Asep menjelaskan bahwa dasar hukum "tangkap tangan" tidak sesempit yang dibayangkan. Prosedur ini sah dilakukan ketika seseorang ditemukan saat melakukan tindak pidana, atau sesaat setelahnya.
“Tangkap tangan itu sendiri misalkan karena ditemukan pada saat terjadinya tindak pidana orang itu, atau sesaat setelahnya diteriakkan oleh khalayak ramai bahwa dia adalah pelakunya, atau pada saat ditemukan bukti-bukti padanya,” ujar Asep Guntur Rahayu di Gedung Merah Putih KPK, Sabtu (9/8/2025) dini hari.
Penjelasan ini secara implisit mementahkan argumen bahwa OTT harus selalu terjadi dalam satu lokasi di mana pemberi dan penerima ditangkap bersamaan.
Kronologi Operasi Senyap di Tiga Kota
Untuk memberikan gambaran utuh, Asep merinci bagaimana operasi penyergapan terhadap Abdul Azis (ABZ) dirancang.
Baca Juga: Tantang KPK Jelaskan Istilah OTT, Surya Paloh Minta Fraksi Nasdem di Komisi III DPR Gelar RDP
Semua berawal dari surat perintah penyelidikan kasus dugaan korupsi terkait pembangunan rumah sakit umum daerah (RSUD) di Kolaka Timur yang terbit pada awal 2025.
Memasuki pertengahan Juli 2025, tim penyelidik KPK mencium adanya pergerakan yang semakin intens.

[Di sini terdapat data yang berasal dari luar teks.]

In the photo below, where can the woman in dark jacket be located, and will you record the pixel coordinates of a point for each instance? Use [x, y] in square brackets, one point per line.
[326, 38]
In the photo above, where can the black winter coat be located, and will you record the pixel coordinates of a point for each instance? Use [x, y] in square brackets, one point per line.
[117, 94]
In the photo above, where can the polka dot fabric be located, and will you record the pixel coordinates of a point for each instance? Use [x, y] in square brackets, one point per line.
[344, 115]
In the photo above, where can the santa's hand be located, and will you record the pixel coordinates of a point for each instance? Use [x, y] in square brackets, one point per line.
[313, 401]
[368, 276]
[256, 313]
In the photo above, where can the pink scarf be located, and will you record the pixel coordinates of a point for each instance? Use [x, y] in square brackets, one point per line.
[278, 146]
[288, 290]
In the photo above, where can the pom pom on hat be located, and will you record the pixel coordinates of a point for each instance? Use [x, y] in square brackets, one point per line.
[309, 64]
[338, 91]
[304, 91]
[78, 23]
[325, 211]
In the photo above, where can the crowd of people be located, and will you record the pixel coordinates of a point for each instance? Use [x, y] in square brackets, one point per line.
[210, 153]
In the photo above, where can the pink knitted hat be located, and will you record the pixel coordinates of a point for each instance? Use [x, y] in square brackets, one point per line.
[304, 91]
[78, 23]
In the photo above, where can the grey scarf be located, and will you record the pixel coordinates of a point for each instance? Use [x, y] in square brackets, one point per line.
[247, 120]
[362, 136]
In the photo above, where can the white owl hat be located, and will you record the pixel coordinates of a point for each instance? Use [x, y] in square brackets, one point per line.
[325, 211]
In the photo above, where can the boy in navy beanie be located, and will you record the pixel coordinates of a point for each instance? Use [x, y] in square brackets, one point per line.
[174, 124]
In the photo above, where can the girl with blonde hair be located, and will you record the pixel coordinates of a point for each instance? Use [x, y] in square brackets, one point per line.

Informasi yang masuk mengindikasikan peningkatan komunikasi dan adanya proses penarikan sejumlah dana yang diduga kuat akan diserahkan kepada beberapa pihak terkait proyek tersebut. Sinyal ini menjadi lampu hijau bagi KPK untuk bergerak.
“Menindaklanjuti hal tersebut, kami melakukan atau membagi tim menjadi tiga tim,” kata Asep.
Tiga tim ini disebar ke tiga lokasi strategis yang berbeda: Jakarta, Kendari (Sulawesi Tenggara), dan Makassar (Sulawesi Selatan).
Ini bukanlah operasi yang terpisah, melainkan sebuah strategi jaring laba-laba yang dirancang untuk menangkap semua pihak yang terlibat dalam satu rangkaian waktu yang berdekatan.
“Jakarta disentuh dulu dapat orangnya, kemudian di Kendari disentuh dulu dapat orangnya. Dari situ didapatkan informasi bahwa penyerahan uang maupun barang kemudian juga perintah-perintah yang diberikan itu kepada saudara ABZ juga. Walaupun memang dari informasi awal sudah kami ketahui,” papar Asep.